All things come to an end: life, seasons, a job/career, a calendar year, summer camp, a decade…and the list goes on. The end of a year can bring with it a chorus of different emotions and thoughts.
The end of every calendar year brings a time of reflection and evaluation for most people. I believe we naturally do this as humans because we are ultimately seeking answers to life’s 3 biggest questions:
“Who am I?”
“What is my purpose?”
“Where am I going?”
Did you ever notice that people tend to ask us these questions indirectly? People are always wanting to know how we are doing, what we are doing and where we are going. Depending on where we are at in life, these questions can sting when we are in between careers and relationships, what we want to be when we grow up and why we are still single.
As I reflect on the past year, wrestle with what has transpired and grapple with what the future of Monadnock holds, I have found myself really wrestling with these bigger questions of “Who I am?” “What is my purpose? and “Where am I going?” These questions are not just applicable to me as a ministry leader but more importantly as a husband and father. I feel the weight of not just answering these questions for myself but in leading many others.
The circumstances of life and the answer to these BIG questions can be extremely overwhelming and daunting. One of the biggest things that can exasperate this natural and spiritual process of reflection and evaluation is our busyness and hurriedness.
Why do I share these things with you? My fear for all of us is that if we don’t take the time, we will ultimately miss the blessing that God has in store for us and for those God has called us to love and serve. It’s at the heart of what we find in Luke 9:62, “No one who puts a hand to the plow and looks back is fit for service in the kingdom of God.” You will see throughout the Old and New Testaments, and specifically Jesus’ teachings, that there is an emphasis on “looking forward.” The Lord guided, encouraged, inspired, pushed, pulled, challenged, humbled those he was calling to something greater than themselves, in order to fulfill his ultimate kingdom purposes.
Why do so many falter in taking possession of the things Christ has called them to? The book of Hebrews reminds us that those who have gone before us, the heroes of our faith, (Hebrews 11) had a faith we need to emulate. What kind of faith did they have? They had a faith described as “the substance of things hoped for and the evidence of things not seen.” Would your faith be described as “the substance of things hoped for…”
To be very candid with you…I am tired of telling others or even myself, “This has been a challenging year and hoping this next year is better.” I keep thinking, “it cant get any worse” and then each year seems to get harder and more challenging.
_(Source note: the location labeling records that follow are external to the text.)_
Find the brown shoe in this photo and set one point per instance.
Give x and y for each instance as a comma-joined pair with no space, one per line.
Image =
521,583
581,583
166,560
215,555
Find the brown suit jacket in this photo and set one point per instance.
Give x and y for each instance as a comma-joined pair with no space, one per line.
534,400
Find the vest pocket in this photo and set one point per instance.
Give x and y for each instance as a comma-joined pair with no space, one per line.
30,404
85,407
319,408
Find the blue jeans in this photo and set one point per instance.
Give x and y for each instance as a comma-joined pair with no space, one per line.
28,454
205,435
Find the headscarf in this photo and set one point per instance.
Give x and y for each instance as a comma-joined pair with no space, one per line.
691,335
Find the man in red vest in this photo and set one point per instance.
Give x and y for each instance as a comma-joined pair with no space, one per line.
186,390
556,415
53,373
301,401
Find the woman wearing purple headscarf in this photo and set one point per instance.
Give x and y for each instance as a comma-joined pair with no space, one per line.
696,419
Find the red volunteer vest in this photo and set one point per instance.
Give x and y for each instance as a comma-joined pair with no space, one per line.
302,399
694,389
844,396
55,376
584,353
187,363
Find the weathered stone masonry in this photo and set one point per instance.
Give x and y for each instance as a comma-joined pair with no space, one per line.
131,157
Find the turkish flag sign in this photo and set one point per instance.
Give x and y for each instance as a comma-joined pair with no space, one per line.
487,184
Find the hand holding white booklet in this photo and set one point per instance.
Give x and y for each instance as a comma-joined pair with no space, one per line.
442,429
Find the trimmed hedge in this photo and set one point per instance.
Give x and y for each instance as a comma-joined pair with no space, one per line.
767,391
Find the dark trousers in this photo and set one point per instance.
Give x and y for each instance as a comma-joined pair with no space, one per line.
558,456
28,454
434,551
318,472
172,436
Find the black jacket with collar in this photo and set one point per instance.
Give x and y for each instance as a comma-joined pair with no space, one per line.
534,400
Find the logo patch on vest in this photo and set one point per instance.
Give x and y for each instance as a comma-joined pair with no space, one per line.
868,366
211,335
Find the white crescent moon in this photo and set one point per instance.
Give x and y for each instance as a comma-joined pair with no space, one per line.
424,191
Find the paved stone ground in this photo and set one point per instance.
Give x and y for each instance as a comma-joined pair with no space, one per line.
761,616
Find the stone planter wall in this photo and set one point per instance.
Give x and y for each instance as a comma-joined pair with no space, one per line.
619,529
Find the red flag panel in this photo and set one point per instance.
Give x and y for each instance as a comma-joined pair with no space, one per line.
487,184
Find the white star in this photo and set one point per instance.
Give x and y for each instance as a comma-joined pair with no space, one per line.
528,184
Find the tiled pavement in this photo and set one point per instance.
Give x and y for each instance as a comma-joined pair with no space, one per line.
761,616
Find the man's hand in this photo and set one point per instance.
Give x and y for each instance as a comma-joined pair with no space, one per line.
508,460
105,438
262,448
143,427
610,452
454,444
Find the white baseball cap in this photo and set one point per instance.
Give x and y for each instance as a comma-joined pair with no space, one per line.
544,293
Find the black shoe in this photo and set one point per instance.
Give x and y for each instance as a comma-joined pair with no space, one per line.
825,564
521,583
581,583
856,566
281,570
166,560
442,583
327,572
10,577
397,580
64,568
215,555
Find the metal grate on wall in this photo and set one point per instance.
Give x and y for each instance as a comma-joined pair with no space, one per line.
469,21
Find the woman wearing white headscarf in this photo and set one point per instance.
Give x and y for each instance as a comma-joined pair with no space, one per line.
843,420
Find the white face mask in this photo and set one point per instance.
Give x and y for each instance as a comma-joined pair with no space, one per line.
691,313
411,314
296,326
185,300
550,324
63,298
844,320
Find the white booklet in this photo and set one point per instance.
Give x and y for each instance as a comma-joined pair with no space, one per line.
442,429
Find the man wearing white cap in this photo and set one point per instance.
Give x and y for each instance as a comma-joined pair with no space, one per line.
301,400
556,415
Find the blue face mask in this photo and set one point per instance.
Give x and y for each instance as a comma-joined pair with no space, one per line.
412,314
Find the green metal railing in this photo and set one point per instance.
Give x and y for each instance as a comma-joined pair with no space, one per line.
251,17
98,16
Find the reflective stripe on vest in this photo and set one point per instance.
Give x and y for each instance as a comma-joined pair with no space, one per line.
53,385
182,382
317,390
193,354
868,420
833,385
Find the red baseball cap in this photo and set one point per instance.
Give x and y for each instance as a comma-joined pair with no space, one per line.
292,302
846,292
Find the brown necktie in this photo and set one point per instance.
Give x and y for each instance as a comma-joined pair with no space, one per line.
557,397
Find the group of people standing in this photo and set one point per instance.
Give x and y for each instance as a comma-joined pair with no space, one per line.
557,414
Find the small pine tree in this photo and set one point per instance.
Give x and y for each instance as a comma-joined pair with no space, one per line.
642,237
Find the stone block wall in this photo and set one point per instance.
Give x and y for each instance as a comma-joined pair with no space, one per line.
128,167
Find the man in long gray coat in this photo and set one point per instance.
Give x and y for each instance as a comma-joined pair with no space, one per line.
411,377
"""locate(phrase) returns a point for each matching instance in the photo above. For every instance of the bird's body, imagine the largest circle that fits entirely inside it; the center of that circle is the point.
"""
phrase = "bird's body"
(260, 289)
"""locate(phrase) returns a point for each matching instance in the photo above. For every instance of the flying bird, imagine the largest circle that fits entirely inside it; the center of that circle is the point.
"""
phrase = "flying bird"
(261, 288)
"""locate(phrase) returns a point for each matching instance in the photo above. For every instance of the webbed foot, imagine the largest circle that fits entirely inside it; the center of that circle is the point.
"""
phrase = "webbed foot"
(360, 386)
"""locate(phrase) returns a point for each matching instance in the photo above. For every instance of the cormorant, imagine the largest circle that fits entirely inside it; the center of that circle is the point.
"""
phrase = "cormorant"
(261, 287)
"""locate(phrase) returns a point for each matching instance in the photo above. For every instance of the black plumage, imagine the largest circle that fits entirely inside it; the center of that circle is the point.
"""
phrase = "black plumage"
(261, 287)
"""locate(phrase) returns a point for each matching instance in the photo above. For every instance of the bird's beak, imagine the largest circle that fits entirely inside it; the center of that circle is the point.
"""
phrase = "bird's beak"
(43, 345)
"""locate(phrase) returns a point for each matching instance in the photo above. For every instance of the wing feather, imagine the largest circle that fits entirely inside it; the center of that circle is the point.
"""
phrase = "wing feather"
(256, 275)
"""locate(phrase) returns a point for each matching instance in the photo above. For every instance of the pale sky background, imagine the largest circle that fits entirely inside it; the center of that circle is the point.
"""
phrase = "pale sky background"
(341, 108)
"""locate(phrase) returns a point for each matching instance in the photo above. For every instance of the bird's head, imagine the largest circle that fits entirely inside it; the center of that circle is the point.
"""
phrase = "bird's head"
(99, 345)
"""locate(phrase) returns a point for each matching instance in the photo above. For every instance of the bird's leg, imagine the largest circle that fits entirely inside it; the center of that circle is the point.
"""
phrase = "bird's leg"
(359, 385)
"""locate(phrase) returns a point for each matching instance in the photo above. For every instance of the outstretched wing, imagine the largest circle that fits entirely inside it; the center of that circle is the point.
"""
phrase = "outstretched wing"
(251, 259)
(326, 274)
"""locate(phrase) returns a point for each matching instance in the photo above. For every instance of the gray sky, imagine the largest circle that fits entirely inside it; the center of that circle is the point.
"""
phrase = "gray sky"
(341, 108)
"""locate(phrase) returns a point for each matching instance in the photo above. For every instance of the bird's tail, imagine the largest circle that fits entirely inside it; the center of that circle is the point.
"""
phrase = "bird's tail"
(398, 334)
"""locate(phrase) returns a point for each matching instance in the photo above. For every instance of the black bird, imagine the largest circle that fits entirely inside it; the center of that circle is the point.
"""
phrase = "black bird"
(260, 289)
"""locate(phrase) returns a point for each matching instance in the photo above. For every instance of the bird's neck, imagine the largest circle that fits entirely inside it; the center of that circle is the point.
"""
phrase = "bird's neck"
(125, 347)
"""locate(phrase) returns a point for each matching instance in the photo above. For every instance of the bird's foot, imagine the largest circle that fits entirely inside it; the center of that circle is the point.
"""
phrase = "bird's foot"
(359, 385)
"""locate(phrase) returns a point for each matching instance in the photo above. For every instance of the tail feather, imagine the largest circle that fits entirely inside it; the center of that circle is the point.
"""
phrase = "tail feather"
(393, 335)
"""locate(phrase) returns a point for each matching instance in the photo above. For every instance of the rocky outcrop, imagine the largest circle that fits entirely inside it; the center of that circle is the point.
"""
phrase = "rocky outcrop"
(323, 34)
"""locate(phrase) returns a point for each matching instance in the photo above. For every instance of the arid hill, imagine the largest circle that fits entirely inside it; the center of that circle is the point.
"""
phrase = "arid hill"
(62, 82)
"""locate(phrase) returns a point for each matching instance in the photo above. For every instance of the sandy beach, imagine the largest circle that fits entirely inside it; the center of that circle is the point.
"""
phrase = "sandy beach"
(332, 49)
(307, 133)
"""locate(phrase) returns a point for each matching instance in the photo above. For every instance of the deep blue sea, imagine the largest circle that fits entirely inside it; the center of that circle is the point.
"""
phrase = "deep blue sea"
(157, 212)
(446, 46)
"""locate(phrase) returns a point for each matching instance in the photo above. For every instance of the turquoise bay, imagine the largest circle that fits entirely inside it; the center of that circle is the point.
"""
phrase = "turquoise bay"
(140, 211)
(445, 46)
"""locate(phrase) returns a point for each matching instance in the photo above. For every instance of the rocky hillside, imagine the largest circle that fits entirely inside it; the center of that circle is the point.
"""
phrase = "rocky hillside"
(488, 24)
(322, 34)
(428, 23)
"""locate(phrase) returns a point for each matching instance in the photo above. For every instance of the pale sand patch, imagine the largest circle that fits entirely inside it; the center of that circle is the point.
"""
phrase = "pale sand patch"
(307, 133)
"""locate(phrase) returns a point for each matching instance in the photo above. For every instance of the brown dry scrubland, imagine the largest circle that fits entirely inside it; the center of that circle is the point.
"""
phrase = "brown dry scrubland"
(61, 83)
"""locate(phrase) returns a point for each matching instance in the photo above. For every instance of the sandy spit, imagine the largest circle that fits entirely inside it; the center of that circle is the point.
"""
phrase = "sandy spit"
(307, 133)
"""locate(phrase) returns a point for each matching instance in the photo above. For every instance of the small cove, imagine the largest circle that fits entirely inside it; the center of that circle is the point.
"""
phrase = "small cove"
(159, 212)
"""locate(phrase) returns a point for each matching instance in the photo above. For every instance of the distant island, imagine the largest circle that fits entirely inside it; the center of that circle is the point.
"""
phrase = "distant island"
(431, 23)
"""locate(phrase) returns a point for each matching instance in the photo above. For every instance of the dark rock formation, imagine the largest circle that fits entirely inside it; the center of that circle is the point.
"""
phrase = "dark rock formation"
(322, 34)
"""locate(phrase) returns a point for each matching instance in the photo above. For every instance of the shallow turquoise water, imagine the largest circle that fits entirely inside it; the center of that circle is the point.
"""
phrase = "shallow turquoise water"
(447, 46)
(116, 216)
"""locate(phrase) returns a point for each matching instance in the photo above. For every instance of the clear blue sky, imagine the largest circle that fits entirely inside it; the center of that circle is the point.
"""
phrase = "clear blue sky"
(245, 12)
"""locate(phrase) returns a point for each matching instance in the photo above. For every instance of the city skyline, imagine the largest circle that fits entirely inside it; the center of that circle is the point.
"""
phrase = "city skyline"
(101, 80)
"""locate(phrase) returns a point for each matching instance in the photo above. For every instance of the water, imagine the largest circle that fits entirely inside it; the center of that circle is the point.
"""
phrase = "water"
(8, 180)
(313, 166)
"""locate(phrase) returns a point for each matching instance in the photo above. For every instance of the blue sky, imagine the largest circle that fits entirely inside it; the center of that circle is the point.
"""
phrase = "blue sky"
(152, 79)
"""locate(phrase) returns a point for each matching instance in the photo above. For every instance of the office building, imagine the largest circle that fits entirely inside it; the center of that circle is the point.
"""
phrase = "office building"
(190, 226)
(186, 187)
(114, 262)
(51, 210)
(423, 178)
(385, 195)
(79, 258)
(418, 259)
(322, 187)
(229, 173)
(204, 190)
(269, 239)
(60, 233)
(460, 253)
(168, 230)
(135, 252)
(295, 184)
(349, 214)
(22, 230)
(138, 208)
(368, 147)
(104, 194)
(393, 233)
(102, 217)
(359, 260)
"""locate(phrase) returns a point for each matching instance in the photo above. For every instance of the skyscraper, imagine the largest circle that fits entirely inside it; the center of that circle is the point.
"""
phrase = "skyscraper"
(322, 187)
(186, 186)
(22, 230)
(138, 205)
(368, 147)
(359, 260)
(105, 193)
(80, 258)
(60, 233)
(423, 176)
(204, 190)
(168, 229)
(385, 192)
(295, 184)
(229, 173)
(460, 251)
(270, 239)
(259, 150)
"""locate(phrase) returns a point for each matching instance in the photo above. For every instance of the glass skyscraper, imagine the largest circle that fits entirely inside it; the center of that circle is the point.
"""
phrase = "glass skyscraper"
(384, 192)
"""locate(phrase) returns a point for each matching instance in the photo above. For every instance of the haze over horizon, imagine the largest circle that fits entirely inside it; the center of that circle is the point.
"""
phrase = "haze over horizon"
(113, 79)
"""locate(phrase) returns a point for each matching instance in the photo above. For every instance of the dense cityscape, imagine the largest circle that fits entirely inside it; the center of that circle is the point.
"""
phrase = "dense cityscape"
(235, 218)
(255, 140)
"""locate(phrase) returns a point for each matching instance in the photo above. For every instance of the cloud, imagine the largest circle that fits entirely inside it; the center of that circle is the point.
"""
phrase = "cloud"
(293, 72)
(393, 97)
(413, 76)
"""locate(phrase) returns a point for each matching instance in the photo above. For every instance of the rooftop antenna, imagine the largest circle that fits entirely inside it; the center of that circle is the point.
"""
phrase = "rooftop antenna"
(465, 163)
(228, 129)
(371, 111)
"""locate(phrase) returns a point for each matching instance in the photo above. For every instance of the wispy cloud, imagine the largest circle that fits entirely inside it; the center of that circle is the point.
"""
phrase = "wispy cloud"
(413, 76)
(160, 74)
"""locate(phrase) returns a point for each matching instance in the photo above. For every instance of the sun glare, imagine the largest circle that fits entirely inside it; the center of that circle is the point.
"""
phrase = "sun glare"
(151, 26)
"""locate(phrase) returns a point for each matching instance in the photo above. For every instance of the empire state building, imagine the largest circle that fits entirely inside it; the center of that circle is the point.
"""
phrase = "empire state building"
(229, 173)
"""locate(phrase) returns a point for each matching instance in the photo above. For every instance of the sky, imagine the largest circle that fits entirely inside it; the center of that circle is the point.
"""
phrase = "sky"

Ann Voskamp writes in her advent book, The Greatest Gift, “You can stand around a Christmas tree with a family tree like Joseph’s, with cheaters and beaters and deceivers, with a family like Jacob’s, who ran away and ran around and ran folks down. But out of a family line that looks like a mess, God brings the Messiah. What was intended to harm, God intended all of it for good, and no matter what intends to harm you, God’s arms have you. You can never be undone. No matter what intends to harm you . . . God is never absent, never impotent, never distant. You can never be undone.” If this is true, which I believe it is, means that regardless of our past or future, blessings or challenges, joy or grief, peace or anxiety; in Christ, we truly can do all things in Him. “Since, then, you have been raised with Christ, set your hearts on things above, where Christ is seated at the right hand of God. Set your minds on things above, not on earthly things. For you died, and your life is now hidden with Christ in God. When Christ, who is your life, appears, then you also will appear with him in glory” (Col. 3:1–4)
As we look forward to the coming year, The Greatest Opportunity for you and for me, is how do we make known to others the hope we have found in Jesus Christ. When we see those around us struggling with the 3 big questions of life, can we point them to the author and answerer of those 3 questions? How can we allow Christ to take all of the circumstances of our lives and use them not just to strengthen our faith, but for others to see faith played out and to experience the hope and joy of knowing Christ on a deeper level.”